Note that each graduate course satisfying the above requirements typically covers 5 credits.
Project
Completion of a project report is required for the master’s degree in this track. To fulfill this requirement, the student submits a written proposal to a faculty member, usually by the third academic quarter. By accepting the proposal, the faculty member becomes the project adviser. In consultation with the adviser, the student forms a project reading committee with at least one additional faculty member, each of whom is provided a copy of the proposal. Upon completion of the project, the student submits the report to the project reading committee, and the final project must be accepted by the reading committee before the award of the master of science degree.
Thesis Track
Each student is required to take 45 credits, which must consist of:
- At least 15 credits from one of the four core areas defined above.
- At least 20 credits of the total 45 credits must be satisfied through ECE graduate courses*.

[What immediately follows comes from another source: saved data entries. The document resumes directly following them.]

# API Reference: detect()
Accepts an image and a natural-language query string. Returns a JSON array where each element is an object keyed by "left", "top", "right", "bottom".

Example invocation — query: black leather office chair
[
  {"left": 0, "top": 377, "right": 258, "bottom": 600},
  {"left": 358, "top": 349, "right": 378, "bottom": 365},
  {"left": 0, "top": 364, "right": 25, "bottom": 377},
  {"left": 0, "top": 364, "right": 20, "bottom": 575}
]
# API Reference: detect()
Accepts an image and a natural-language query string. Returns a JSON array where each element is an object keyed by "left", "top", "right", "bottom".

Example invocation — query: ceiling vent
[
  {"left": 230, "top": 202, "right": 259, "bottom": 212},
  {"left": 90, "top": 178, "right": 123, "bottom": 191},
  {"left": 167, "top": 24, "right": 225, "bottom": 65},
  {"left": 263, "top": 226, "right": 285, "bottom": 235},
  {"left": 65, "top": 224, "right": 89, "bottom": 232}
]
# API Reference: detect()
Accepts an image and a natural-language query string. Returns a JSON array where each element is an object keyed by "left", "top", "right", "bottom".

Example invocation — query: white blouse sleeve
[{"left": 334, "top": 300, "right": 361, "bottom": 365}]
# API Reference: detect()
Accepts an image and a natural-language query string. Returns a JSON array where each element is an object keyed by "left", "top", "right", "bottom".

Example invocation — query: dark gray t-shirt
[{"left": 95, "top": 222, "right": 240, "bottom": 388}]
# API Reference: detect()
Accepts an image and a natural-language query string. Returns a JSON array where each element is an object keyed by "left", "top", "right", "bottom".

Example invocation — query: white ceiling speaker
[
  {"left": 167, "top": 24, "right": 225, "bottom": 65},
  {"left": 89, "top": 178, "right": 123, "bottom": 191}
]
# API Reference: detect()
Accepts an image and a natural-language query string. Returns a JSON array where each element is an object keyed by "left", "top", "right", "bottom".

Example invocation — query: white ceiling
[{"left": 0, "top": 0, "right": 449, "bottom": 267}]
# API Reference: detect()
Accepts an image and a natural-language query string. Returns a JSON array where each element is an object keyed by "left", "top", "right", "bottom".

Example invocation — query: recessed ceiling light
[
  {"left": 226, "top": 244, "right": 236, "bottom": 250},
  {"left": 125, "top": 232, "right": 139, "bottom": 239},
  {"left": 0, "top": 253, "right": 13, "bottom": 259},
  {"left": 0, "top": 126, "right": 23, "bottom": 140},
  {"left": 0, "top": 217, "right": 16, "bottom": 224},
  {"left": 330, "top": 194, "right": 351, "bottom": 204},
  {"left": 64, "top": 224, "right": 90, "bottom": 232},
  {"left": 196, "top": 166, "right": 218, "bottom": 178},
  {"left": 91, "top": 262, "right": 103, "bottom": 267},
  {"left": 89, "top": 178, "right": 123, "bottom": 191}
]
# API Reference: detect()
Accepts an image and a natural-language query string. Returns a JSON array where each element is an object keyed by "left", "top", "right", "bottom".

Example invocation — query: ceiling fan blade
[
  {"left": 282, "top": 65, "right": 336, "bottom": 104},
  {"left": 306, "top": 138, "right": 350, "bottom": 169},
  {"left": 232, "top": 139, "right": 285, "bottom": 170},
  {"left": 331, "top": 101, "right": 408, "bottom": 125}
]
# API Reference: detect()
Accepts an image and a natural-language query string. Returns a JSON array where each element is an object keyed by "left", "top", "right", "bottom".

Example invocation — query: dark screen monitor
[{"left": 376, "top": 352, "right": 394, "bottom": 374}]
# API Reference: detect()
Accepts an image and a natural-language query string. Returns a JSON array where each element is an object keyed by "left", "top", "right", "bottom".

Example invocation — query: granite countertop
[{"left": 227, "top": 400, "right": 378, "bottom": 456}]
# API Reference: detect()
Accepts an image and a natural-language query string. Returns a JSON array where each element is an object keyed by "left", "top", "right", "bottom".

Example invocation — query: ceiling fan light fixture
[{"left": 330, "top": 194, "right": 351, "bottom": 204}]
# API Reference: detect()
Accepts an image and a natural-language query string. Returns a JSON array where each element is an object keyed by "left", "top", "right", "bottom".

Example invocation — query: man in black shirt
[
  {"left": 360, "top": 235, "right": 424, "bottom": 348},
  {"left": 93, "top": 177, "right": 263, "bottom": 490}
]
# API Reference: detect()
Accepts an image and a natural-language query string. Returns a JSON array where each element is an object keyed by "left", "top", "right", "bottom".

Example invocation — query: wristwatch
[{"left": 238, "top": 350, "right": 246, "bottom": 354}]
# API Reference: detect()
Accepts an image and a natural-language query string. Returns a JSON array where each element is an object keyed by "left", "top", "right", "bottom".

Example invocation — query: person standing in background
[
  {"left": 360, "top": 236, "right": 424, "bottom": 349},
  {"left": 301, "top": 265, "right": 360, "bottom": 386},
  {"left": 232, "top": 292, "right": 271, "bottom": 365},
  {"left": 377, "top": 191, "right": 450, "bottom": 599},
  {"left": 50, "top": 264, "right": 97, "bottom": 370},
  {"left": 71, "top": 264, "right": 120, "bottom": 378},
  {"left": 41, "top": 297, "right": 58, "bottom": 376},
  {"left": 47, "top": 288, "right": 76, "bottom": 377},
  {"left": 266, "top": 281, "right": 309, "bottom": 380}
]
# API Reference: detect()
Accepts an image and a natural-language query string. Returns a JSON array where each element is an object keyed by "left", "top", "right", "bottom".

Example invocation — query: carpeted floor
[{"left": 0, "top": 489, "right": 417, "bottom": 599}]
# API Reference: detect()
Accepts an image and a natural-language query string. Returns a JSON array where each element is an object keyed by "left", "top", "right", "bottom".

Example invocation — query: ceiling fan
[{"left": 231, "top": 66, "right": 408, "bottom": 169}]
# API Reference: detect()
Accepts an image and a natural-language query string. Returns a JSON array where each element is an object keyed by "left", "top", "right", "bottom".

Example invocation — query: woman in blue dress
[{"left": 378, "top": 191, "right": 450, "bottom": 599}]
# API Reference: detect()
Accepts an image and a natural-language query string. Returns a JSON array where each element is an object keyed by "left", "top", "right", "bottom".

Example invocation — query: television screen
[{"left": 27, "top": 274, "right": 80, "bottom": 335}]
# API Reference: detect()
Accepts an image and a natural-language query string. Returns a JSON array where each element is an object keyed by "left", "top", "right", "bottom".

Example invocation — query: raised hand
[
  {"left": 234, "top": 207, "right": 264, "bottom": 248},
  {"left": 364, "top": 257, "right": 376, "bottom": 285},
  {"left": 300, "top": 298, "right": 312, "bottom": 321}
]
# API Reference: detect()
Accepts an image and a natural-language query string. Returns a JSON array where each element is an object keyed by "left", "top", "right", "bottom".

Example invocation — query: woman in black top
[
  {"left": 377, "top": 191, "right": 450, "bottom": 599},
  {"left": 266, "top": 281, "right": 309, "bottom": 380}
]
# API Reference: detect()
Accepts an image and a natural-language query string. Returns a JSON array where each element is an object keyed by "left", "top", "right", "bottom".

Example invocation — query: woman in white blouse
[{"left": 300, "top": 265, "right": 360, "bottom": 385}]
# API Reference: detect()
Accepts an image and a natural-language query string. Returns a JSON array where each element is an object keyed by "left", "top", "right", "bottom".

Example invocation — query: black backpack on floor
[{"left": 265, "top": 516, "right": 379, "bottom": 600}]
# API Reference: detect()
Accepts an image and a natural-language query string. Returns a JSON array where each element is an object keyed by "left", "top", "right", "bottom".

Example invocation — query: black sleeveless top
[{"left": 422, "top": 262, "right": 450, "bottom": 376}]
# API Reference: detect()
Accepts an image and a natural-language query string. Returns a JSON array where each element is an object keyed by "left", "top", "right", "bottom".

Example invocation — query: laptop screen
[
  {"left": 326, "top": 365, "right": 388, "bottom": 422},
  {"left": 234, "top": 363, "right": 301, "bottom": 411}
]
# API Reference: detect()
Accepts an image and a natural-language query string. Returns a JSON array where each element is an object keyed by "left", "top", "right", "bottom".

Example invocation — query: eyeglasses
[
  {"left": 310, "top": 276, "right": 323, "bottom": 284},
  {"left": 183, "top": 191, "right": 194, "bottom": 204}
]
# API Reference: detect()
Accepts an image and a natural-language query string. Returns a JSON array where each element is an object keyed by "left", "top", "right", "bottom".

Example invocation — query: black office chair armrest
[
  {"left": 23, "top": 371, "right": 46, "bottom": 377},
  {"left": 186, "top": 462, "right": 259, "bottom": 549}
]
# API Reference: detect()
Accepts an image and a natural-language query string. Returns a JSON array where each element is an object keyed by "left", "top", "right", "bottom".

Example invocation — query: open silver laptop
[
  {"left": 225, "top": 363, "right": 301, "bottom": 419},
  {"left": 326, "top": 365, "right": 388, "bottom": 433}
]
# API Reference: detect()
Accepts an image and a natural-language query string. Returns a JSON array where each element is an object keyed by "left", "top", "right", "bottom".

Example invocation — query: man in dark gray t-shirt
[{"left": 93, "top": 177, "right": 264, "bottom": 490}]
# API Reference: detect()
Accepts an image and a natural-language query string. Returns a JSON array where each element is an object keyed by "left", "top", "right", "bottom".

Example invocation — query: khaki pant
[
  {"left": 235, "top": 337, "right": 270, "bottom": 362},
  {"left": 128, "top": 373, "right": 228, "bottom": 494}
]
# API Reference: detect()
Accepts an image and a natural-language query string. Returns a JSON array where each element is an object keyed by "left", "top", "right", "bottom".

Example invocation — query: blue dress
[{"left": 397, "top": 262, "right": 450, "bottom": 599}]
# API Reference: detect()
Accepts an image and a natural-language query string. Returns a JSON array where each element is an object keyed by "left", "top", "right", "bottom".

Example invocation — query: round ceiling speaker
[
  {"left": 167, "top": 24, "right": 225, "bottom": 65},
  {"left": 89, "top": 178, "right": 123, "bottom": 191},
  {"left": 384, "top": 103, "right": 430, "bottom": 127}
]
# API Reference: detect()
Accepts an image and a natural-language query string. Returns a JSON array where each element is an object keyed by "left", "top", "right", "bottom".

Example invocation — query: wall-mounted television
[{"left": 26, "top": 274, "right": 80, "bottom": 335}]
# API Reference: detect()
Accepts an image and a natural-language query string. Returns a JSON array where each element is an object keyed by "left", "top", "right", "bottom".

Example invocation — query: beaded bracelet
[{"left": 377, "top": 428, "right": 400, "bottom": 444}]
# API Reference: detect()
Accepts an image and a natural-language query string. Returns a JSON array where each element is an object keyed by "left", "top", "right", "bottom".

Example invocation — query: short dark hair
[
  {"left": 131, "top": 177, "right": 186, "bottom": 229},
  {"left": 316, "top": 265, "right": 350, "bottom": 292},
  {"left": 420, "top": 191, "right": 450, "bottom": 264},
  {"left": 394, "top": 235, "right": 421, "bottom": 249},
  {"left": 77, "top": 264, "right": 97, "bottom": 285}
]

- At most 10 credits of independent study (ECE 297, ECE 299) are counted toward the ECE course requirements.
- At most 5 credits of ECE 290 and ECE 291 can be counted toward the ECE course requirements. A combined total of 5 credits from ECE 290 and/or ECE 291 are mandatory.
Total credits required for the M.S. degree is 45.
*The 20 credits of ECE graduate courses can include courses from the core areas only if they are ECE graduate courses. Graduate courses offered by other departments and approved for the core areas are not counted as ECE graduate courses.
Note that each graduate course satisfying the above requirements typically covers 5 credits.
Thesis
Completion of a master’s thesis is required for the master’s degree in this track. To fulfill this requirement, the student submits a written proposal to a faculty member, usually by the third academic quarter. By accepting the proposal, the faculty member becomes the thesis adviser. In consultation with the adviser, the student forms a master’s thesis reading committee with at least two additional faculty members, each of whom is provided a copy of the proposal. Upon completion of the thesis work, the student presents an expository talk on the thesis research, and the final thesis must be accepted by the master’s thesis reading committee before the award of the master of science degree.
NOTE: This is an abbreviated version of the program requirements. Please review the Program Statement for a full explanation of all program requirements.
- Broad range of basic knowledge in the field of electrical engineering.
- Technical expertise in at least one specific application area relevant to the research.
- Ability to identify a theoretical and/or experimental research topic; Ability to solve theoretical and/or experimental problems.
- Ability to present the research in a competent technical presentation; Ability to communicate with peers about the research.
- Show a high standard of professional and research ethics.
- Ability to recognize a research topic, plan a project, and carry it to completion.